Determination of SOD activity
SOD activity was determined by the procedure of [16] Madesh and Balasubramanian (1998). The reaction mixture contained 0.65 ml PBS (pH 7.4), 30 μl 3-(4-5 dimethyl thiazol 2-xl) 2, 5-diphenyl tetrazolium bromide (MTT; 1.25 mm), 75 μl pyrogallol (100 μM), and 10 μl hemolysate (10%). The mixture was incubated at room temperature for 5 min, and the reaction was stopped by adding 0.75 ml of dimethyl sulfoxide. The absorbance was read at 570 nm and the activity has been expressed as Unit. One unit of SOD was defined as the micrograms of hemoglobin causing 50% inhibition in the MTT reduction.
Determination of catalase activity
Catalase activity in erythrocytes was assayed by the spectrophotometric method of [17]. In brief, 2 ml of phosphate buffer (50 mM, pH 7.0) and 10 μl hemolysate (10%) were taken in a curvette. Reaction was started by adding 1 ml H2O2 (10 mM) and the absorbance was recorded at every 10 sec for 1 min at 240 nm against water blank. The activity of catalase has been expressed as mmol H2O2 utilized/min/ mg hemoglobin.

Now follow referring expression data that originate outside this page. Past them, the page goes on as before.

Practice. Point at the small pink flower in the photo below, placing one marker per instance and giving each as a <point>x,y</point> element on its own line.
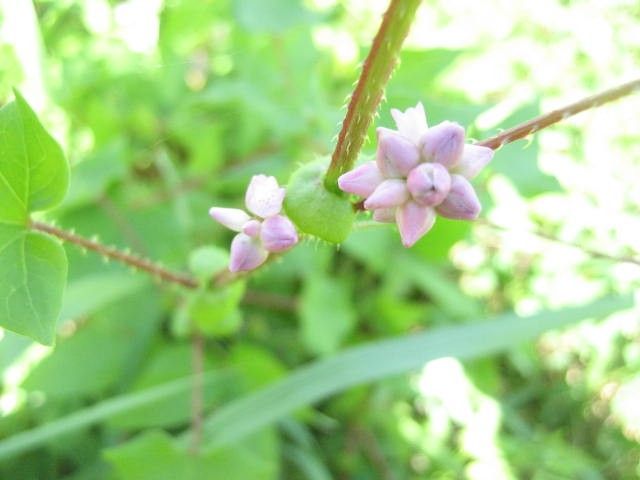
<point>266,232</point>
<point>419,171</point>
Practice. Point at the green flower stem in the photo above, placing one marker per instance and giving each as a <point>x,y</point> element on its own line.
<point>366,97</point>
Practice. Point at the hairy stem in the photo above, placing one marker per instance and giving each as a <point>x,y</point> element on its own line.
<point>197,391</point>
<point>543,121</point>
<point>113,253</point>
<point>366,97</point>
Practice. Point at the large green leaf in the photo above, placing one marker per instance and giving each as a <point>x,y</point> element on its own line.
<point>33,171</point>
<point>102,411</point>
<point>388,357</point>
<point>33,268</point>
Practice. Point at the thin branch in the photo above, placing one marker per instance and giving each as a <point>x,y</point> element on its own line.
<point>376,71</point>
<point>113,253</point>
<point>550,238</point>
<point>220,279</point>
<point>532,126</point>
<point>197,392</point>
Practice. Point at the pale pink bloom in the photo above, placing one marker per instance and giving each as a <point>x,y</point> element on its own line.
<point>361,181</point>
<point>266,232</point>
<point>390,193</point>
<point>462,202</point>
<point>419,171</point>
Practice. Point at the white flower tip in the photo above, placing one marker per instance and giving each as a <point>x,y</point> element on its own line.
<point>232,218</point>
<point>264,197</point>
<point>278,234</point>
<point>246,254</point>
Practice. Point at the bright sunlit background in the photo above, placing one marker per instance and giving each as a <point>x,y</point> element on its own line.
<point>166,107</point>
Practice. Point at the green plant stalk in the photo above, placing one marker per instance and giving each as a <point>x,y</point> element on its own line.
<point>367,95</point>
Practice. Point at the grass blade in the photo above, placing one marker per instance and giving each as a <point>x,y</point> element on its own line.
<point>377,360</point>
<point>35,437</point>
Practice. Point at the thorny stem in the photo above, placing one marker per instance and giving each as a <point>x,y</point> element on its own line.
<point>366,97</point>
<point>113,253</point>
<point>532,126</point>
<point>346,152</point>
<point>197,391</point>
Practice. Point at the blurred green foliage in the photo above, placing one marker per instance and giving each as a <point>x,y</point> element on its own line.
<point>166,107</point>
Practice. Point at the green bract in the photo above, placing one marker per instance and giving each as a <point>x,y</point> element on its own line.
<point>33,267</point>
<point>314,209</point>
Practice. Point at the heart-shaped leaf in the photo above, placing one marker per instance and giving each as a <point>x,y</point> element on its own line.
<point>34,176</point>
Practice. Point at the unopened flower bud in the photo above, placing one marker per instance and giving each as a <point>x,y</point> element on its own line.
<point>396,155</point>
<point>429,183</point>
<point>414,221</point>
<point>278,234</point>
<point>389,193</point>
<point>264,196</point>
<point>361,181</point>
<point>443,143</point>
<point>462,202</point>
<point>246,253</point>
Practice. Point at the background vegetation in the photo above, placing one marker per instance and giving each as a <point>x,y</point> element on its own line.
<point>165,108</point>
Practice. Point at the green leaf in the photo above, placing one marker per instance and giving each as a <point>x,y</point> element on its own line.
<point>33,268</point>
<point>74,370</point>
<point>164,458</point>
<point>377,360</point>
<point>205,262</point>
<point>33,271</point>
<point>326,313</point>
<point>314,209</point>
<point>34,174</point>
<point>99,412</point>
<point>216,313</point>
<point>518,161</point>
<point>169,362</point>
<point>273,16</point>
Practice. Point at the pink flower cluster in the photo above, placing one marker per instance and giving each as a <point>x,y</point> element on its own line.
<point>418,172</point>
<point>266,232</point>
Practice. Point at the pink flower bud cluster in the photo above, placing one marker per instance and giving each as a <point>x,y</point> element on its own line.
<point>418,172</point>
<point>267,231</point>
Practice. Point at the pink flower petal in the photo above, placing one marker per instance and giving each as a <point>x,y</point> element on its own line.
<point>389,193</point>
<point>462,202</point>
<point>443,143</point>
<point>385,215</point>
<point>246,253</point>
<point>264,196</point>
<point>396,155</point>
<point>252,228</point>
<point>414,221</point>
<point>232,218</point>
<point>361,181</point>
<point>278,234</point>
<point>474,158</point>
<point>411,123</point>
<point>429,184</point>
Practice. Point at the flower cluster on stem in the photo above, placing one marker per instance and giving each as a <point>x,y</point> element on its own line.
<point>419,172</point>
<point>267,231</point>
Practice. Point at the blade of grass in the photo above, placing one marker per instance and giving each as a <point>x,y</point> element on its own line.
<point>35,437</point>
<point>377,360</point>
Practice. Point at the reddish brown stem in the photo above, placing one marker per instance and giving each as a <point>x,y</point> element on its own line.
<point>113,253</point>
<point>532,126</point>
<point>197,391</point>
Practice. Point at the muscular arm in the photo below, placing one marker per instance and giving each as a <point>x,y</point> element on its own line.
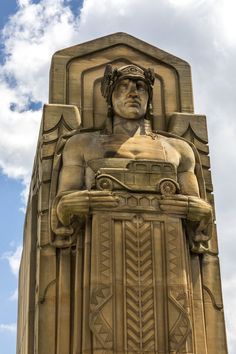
<point>72,174</point>
<point>188,203</point>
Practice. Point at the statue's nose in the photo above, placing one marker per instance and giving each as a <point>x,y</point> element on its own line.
<point>133,89</point>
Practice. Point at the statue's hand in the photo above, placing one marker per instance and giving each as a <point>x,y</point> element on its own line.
<point>189,207</point>
<point>197,212</point>
<point>79,203</point>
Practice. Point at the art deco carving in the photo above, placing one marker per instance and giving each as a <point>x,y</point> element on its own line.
<point>120,227</point>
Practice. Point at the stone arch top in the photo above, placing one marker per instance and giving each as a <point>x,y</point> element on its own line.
<point>76,73</point>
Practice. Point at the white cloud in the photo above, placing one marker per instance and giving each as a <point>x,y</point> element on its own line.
<point>8,327</point>
<point>13,258</point>
<point>30,38</point>
<point>14,295</point>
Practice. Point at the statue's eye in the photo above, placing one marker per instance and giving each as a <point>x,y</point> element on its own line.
<point>123,87</point>
<point>141,87</point>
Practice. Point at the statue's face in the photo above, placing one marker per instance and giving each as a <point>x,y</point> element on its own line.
<point>129,99</point>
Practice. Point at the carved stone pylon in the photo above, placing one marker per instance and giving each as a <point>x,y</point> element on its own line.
<point>125,281</point>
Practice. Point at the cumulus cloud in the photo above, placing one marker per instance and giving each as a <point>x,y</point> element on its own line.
<point>30,38</point>
<point>8,327</point>
<point>201,32</point>
<point>14,295</point>
<point>13,257</point>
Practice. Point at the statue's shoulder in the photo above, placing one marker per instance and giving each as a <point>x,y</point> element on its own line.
<point>82,138</point>
<point>183,146</point>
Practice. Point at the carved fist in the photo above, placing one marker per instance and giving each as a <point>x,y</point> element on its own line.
<point>79,203</point>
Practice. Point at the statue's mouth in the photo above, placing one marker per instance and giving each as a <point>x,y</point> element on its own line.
<point>133,103</point>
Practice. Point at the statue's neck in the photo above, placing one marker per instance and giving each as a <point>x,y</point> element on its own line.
<point>128,127</point>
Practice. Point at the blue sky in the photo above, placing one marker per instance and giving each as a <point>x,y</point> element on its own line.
<point>203,32</point>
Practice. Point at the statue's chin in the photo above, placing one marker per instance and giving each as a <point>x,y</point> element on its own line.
<point>132,113</point>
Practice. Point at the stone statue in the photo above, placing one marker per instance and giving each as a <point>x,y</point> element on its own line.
<point>120,248</point>
<point>128,92</point>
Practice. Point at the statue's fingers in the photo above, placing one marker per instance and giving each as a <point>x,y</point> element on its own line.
<point>174,209</point>
<point>171,202</point>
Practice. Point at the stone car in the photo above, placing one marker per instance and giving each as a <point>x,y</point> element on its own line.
<point>146,175</point>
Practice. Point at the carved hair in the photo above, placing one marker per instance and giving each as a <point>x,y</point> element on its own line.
<point>113,76</point>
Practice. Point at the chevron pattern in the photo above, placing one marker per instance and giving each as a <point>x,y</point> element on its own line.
<point>180,333</point>
<point>105,250</point>
<point>140,321</point>
<point>173,254</point>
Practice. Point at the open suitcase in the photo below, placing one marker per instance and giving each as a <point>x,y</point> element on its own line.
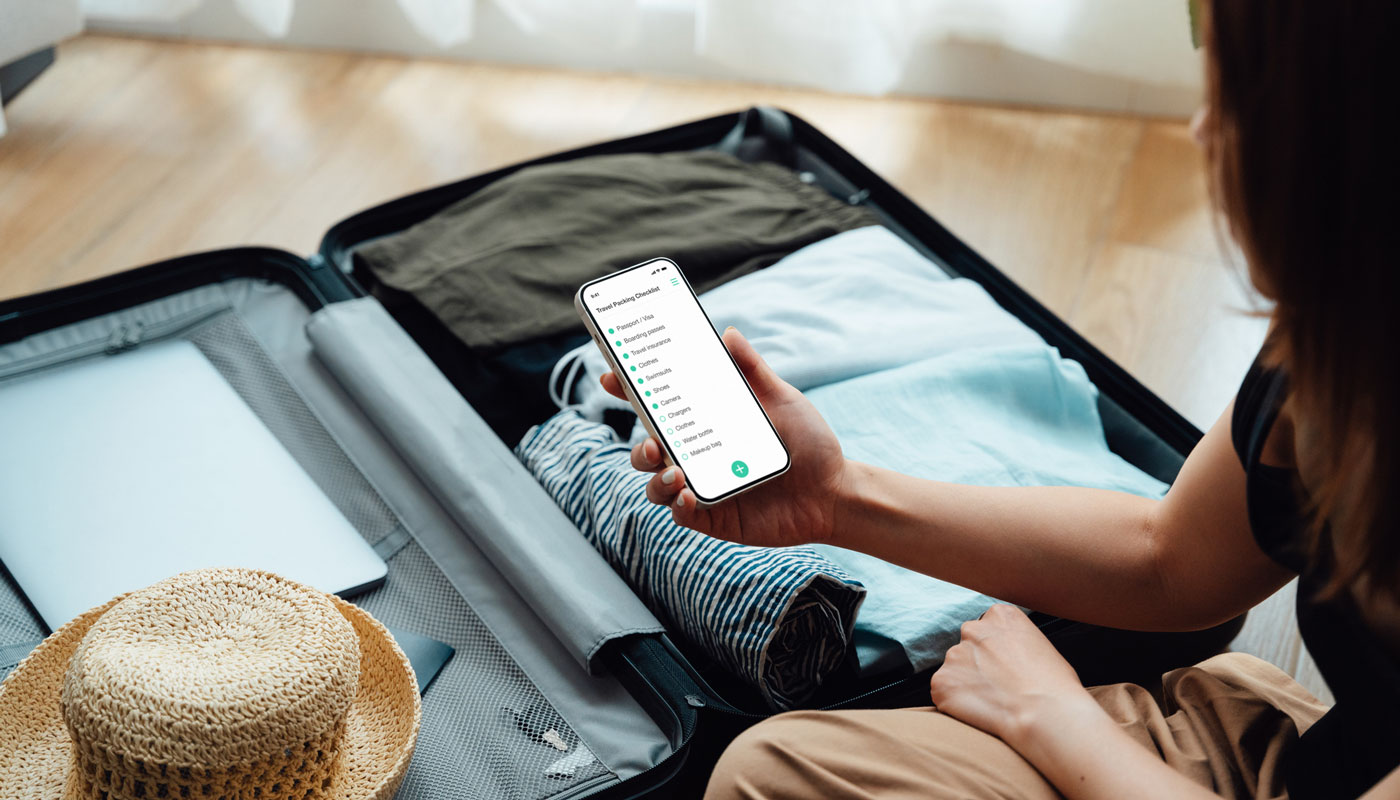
<point>562,684</point>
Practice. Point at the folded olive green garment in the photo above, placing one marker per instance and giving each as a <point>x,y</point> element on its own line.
<point>501,266</point>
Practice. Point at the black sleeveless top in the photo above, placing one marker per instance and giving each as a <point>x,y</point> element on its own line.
<point>1357,741</point>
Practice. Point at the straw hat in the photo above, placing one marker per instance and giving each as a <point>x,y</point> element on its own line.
<point>219,683</point>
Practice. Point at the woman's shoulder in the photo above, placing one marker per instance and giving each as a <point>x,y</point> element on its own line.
<point>1262,425</point>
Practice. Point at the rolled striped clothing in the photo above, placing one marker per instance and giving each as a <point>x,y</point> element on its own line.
<point>779,618</point>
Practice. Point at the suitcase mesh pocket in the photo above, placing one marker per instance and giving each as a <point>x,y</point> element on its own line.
<point>227,342</point>
<point>487,733</point>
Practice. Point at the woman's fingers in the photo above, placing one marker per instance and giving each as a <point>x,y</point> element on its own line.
<point>646,457</point>
<point>665,485</point>
<point>758,371</point>
<point>612,385</point>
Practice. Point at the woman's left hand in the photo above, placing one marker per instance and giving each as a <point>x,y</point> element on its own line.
<point>1005,677</point>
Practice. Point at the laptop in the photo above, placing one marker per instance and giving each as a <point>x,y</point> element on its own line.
<point>119,471</point>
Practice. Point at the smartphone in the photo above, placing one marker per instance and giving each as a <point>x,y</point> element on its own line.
<point>682,380</point>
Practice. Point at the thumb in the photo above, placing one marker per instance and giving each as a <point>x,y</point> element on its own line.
<point>758,371</point>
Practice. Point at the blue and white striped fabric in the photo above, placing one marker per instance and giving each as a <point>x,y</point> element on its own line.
<point>780,618</point>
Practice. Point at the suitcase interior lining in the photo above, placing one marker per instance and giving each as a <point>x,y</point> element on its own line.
<point>486,726</point>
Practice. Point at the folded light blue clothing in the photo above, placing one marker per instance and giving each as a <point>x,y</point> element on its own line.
<point>919,373</point>
<point>856,303</point>
<point>1001,416</point>
<point>779,618</point>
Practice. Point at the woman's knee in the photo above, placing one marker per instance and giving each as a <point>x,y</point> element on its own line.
<point>861,754</point>
<point>770,760</point>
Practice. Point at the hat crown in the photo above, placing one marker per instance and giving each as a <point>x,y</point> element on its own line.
<point>213,673</point>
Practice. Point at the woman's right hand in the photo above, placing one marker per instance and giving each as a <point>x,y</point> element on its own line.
<point>797,507</point>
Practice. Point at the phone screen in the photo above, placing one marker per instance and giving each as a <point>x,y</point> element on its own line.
<point>704,414</point>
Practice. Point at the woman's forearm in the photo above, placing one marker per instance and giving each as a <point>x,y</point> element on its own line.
<point>1084,554</point>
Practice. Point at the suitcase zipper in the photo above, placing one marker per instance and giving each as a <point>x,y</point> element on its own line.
<point>123,336</point>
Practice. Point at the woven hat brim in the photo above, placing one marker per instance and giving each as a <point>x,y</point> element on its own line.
<point>381,727</point>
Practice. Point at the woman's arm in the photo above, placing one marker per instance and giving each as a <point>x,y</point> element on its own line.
<point>1108,558</point>
<point>1183,562</point>
<point>1005,678</point>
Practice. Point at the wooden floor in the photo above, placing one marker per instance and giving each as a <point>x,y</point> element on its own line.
<point>132,150</point>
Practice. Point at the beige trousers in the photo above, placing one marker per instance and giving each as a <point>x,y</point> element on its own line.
<point>1225,725</point>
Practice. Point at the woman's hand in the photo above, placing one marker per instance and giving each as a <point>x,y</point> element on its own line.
<point>1005,678</point>
<point>794,509</point>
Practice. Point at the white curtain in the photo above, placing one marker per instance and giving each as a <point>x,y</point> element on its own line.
<point>1117,55</point>
<point>844,45</point>
<point>865,46</point>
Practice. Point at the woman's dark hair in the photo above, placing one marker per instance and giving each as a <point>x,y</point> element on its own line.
<point>1304,146</point>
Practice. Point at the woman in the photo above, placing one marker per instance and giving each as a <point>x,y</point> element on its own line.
<point>1299,477</point>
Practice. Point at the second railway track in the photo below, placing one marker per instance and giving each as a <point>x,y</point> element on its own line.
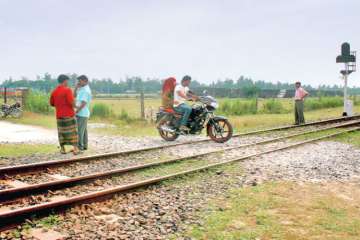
<point>7,170</point>
<point>70,193</point>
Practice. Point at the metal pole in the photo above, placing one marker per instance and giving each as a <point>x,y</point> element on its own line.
<point>142,104</point>
<point>5,97</point>
<point>345,88</point>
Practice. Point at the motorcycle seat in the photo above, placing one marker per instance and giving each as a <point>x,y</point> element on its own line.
<point>169,110</point>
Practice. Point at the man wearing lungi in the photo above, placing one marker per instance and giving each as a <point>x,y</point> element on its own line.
<point>300,95</point>
<point>82,93</point>
<point>62,99</point>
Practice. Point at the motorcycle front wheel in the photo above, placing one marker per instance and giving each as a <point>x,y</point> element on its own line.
<point>220,130</point>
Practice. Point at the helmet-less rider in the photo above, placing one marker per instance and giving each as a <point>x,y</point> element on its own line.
<point>181,94</point>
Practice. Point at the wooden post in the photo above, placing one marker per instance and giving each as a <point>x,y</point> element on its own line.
<point>142,104</point>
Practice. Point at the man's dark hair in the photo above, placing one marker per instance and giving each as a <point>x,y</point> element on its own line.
<point>186,78</point>
<point>62,78</point>
<point>83,77</point>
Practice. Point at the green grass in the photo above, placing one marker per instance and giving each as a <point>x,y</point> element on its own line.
<point>352,138</point>
<point>125,116</point>
<point>281,210</point>
<point>15,150</point>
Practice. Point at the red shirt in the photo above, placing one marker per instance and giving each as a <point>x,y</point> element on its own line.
<point>62,99</point>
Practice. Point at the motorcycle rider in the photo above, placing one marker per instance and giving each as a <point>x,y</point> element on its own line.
<point>181,94</point>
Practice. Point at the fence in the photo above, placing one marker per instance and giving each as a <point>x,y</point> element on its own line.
<point>263,93</point>
<point>15,94</point>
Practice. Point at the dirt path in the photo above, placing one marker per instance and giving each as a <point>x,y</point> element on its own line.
<point>19,133</point>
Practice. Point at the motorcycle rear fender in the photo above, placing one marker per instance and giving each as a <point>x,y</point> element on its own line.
<point>216,118</point>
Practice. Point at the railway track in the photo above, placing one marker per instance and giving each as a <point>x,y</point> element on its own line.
<point>46,164</point>
<point>12,195</point>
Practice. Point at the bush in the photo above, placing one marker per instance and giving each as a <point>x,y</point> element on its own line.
<point>101,110</point>
<point>124,116</point>
<point>273,106</point>
<point>38,102</point>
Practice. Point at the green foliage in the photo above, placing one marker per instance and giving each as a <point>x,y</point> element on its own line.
<point>322,102</point>
<point>101,110</point>
<point>238,107</point>
<point>273,106</point>
<point>124,116</point>
<point>38,102</point>
<point>251,91</point>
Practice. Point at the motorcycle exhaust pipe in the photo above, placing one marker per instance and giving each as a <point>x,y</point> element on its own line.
<point>167,129</point>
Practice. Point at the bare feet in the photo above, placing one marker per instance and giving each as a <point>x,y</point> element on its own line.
<point>62,150</point>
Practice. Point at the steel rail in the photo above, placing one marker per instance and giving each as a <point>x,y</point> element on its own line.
<point>16,192</point>
<point>39,165</point>
<point>8,216</point>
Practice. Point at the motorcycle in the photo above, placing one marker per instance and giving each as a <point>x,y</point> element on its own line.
<point>13,110</point>
<point>218,128</point>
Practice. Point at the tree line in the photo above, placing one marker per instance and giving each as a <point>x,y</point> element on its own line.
<point>47,82</point>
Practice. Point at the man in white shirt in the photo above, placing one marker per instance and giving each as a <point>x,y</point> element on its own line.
<point>181,94</point>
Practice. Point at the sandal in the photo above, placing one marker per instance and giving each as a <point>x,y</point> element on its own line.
<point>62,151</point>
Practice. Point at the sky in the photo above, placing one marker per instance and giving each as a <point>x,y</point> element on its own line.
<point>271,40</point>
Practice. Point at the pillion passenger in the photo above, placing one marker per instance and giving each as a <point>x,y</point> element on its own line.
<point>82,93</point>
<point>181,94</point>
<point>300,95</point>
<point>62,99</point>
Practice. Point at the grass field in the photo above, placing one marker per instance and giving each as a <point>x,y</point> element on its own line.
<point>284,210</point>
<point>137,127</point>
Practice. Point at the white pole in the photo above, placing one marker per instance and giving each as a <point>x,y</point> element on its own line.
<point>345,87</point>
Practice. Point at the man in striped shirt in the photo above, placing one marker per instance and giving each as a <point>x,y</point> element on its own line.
<point>300,95</point>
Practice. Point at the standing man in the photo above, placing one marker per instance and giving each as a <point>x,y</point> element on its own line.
<point>181,94</point>
<point>300,95</point>
<point>82,93</point>
<point>62,99</point>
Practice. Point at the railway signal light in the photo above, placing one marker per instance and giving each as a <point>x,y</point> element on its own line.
<point>347,57</point>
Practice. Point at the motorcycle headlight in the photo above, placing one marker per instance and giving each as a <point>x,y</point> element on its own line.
<point>214,104</point>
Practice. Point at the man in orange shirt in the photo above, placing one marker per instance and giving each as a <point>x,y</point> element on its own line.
<point>300,95</point>
<point>62,99</point>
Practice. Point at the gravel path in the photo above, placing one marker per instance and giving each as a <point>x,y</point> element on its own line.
<point>164,211</point>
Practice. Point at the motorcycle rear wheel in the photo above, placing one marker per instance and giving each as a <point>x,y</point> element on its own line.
<point>220,130</point>
<point>17,113</point>
<point>167,136</point>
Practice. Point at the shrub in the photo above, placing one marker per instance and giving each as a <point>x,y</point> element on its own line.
<point>124,116</point>
<point>101,110</point>
<point>38,102</point>
<point>273,106</point>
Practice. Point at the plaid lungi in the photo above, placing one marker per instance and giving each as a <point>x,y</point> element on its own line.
<point>67,131</point>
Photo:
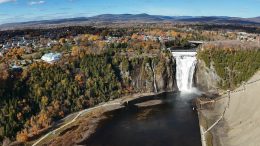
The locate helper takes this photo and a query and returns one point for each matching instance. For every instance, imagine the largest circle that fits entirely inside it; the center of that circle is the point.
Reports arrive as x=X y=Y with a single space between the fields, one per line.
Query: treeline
x=232 y=65
x=216 y=27
x=52 y=33
x=32 y=100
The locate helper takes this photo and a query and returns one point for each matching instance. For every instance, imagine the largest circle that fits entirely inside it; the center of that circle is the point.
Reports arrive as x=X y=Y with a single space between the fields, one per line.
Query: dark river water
x=172 y=123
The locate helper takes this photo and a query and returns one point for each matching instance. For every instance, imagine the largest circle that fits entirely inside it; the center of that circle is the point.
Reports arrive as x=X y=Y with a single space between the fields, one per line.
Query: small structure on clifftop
x=51 y=57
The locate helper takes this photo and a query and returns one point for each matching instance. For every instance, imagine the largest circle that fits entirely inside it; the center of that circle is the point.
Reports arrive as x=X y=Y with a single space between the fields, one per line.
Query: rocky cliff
x=149 y=74
x=206 y=78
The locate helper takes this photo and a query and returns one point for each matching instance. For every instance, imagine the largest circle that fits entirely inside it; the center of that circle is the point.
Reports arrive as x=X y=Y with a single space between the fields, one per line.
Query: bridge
x=197 y=42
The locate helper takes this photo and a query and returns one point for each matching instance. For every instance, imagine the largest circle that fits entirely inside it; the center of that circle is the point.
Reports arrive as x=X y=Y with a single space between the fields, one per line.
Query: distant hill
x=139 y=18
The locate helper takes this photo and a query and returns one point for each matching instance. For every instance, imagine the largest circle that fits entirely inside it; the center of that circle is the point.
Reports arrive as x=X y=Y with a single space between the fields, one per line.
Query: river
x=172 y=123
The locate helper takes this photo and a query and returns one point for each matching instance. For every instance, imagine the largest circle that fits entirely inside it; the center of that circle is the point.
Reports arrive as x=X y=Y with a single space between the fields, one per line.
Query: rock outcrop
x=151 y=74
x=206 y=79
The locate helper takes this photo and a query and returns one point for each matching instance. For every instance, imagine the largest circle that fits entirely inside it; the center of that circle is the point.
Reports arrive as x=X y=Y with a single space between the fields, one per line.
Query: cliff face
x=152 y=74
x=206 y=79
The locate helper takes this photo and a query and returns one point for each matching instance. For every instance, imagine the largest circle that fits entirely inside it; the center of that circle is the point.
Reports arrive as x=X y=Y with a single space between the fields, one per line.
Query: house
x=51 y=57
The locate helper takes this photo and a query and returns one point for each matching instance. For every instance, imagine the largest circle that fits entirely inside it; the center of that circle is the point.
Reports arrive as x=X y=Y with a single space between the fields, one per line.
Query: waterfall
x=185 y=67
x=154 y=79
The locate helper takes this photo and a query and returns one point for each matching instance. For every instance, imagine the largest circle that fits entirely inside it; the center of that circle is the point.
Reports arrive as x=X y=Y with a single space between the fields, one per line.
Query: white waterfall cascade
x=185 y=68
x=154 y=79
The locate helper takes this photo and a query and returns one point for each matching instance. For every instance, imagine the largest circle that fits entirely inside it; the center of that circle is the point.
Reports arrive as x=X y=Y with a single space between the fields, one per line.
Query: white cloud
x=5 y=1
x=36 y=2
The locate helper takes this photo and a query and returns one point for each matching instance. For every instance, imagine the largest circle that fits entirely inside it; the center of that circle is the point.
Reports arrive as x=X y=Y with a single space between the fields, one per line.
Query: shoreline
x=87 y=120
x=234 y=116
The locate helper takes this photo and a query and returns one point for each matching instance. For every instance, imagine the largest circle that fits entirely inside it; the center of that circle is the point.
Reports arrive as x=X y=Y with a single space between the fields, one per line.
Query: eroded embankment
x=240 y=124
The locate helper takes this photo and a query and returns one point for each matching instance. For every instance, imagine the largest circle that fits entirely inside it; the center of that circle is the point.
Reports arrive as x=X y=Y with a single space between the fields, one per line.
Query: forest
x=232 y=65
x=33 y=99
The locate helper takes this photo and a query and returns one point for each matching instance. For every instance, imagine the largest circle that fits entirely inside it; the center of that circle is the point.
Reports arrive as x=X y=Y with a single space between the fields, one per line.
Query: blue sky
x=28 y=10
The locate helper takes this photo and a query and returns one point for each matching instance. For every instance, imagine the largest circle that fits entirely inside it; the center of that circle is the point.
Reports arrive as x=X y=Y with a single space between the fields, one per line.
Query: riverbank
x=81 y=125
x=237 y=117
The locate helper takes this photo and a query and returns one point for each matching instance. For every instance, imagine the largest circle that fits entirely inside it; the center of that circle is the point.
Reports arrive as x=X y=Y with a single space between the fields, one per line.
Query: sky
x=33 y=10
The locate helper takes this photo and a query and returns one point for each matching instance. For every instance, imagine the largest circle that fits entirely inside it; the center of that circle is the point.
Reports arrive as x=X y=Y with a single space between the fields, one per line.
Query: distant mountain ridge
x=141 y=18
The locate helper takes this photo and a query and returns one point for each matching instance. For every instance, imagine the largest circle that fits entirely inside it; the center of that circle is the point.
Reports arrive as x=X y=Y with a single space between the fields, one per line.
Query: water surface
x=172 y=123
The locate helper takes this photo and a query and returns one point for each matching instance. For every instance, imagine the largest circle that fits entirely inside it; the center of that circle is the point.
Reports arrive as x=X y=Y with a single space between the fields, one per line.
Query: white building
x=51 y=57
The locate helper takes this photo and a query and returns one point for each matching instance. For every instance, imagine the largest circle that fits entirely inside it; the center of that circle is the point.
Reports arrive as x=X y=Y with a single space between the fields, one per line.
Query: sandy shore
x=240 y=123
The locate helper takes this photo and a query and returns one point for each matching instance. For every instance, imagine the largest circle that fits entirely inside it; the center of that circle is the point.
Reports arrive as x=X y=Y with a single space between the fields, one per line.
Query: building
x=51 y=57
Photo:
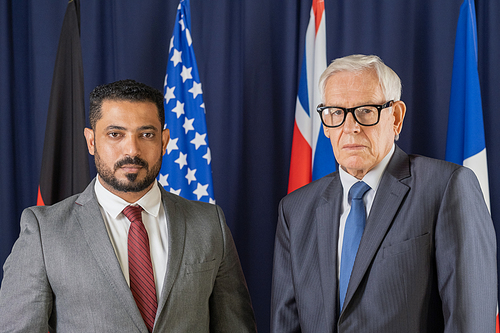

Determination of GR activity
GR activity was measured following the method of [18]. The 3 ml of reaction mixture contained 2.6 ml PBS 12 M, pH 7.2), 0.1 ml EDTA (15 mM), 0.1 ml oxidized glutathione (GSSG) (65.3 mM). To this, 10 μl of hemolysate was added and the volume was made up to 2.95 ml with distilled water. After incubation at room temperature for 5 min, 0.05 ml of NADPH (9.6 mM) was added. Decrease in absorbance/min was recorded immediately at 340 nm for 3 min. Control was run without GSSG. The activity of GR has been expressed as unit/g hemoglobin. One unit is μmol NADPH utilized/min/g hemoglobin.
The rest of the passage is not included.